KUALA LUMPUR (April 1): Kenanga Investment Bank Bhd has initiated coverage on Al-Aqar Healthcare REIT (KL:ALAQAR) with an 'outperform' call for its recession-proof portfolio, steady distribution per unit projections and decent visibility on sponsor-led assets injection pipeline.

"Al-Aqar REIT's most attractive investment merit is the defensiveness and predictability of its cash flows," Kenanga said in a note on Wednesday.

"Healthcare facilities operate regardless of economic conditions, providing stable demand that is less sensitive to gross domestic product swings or retail spending cycles," it said.

The research house said its investment case is reinforced by long-term lease structures, with many assets leased for five to 15 years to its sponsor, KPJ Healthcare Bhd (KL:KPJ).

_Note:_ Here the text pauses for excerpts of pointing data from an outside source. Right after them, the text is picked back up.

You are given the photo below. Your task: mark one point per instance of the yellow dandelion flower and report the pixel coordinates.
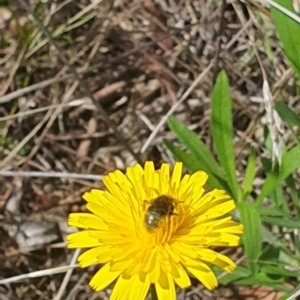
(153, 227)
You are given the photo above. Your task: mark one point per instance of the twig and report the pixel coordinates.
(81, 82)
(31, 174)
(175, 106)
(39, 273)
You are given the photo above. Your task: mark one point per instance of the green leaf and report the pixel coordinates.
(278, 270)
(252, 234)
(290, 162)
(249, 176)
(290, 294)
(288, 31)
(239, 273)
(221, 127)
(270, 238)
(286, 114)
(188, 160)
(202, 155)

At the same time, the strategic sponsor-tenant ecosystem between Al-Aqar REIT and KPJ provides operational familiarity and a visible pipeline for future asset injections, which improve execution confidence.

Kenanga said the REIT’s portfolio has been steadily growing. In March 2025, it bought two hospital extension buildings from KPJ — KPJ Ampang Puteri New Building and KPJ Penang New Building — for RM241 million. This moves the REIT closer to its target asset size of RM2.5 billion by 2028, up about 40% from RM1.65 billion in FY2024.

As of September 2025, Al-Aqar REIT's portfolio consists of 23 properties, including 17 hospitals, three wellness centres, two healthcare colleges, and one retirement village. Hospitals remain the core of the business, contributing roughly 90% of both property value and net property income.

Kenanga forecasts that after a flattish financial year ended Dec 31, 2025 (FY2025), Al-Aqar REIT's core net profit will grow by 6% in FY2026, accounting for new acquisitions and annual rental escalations.

"We anticipate its gross distribution per unit to grow from 7.1 sen in FY2025 to 7.5 sen in FY2026F," the research house added.

Within the REIT sector, Kenanga believes a yield spread of 2.5%, in line with the sector average, is fair for Al-Aqar REIT. This implies a target yield of 6.0%, which is consistent with the REIT's 10-year historical dividend yield. Based on this, Kenanga sets a target price of RM1.25 using a 6.0% yield applied to its FY2026 forecast distribution per unit.

While the outlook remains positive, Kenanga noted that these strengths may be partially offset by key vulnerabilities, including tenant concentration risk, as KPJ is the principal tenant for about 90% of the portfolio and low trading liquidity.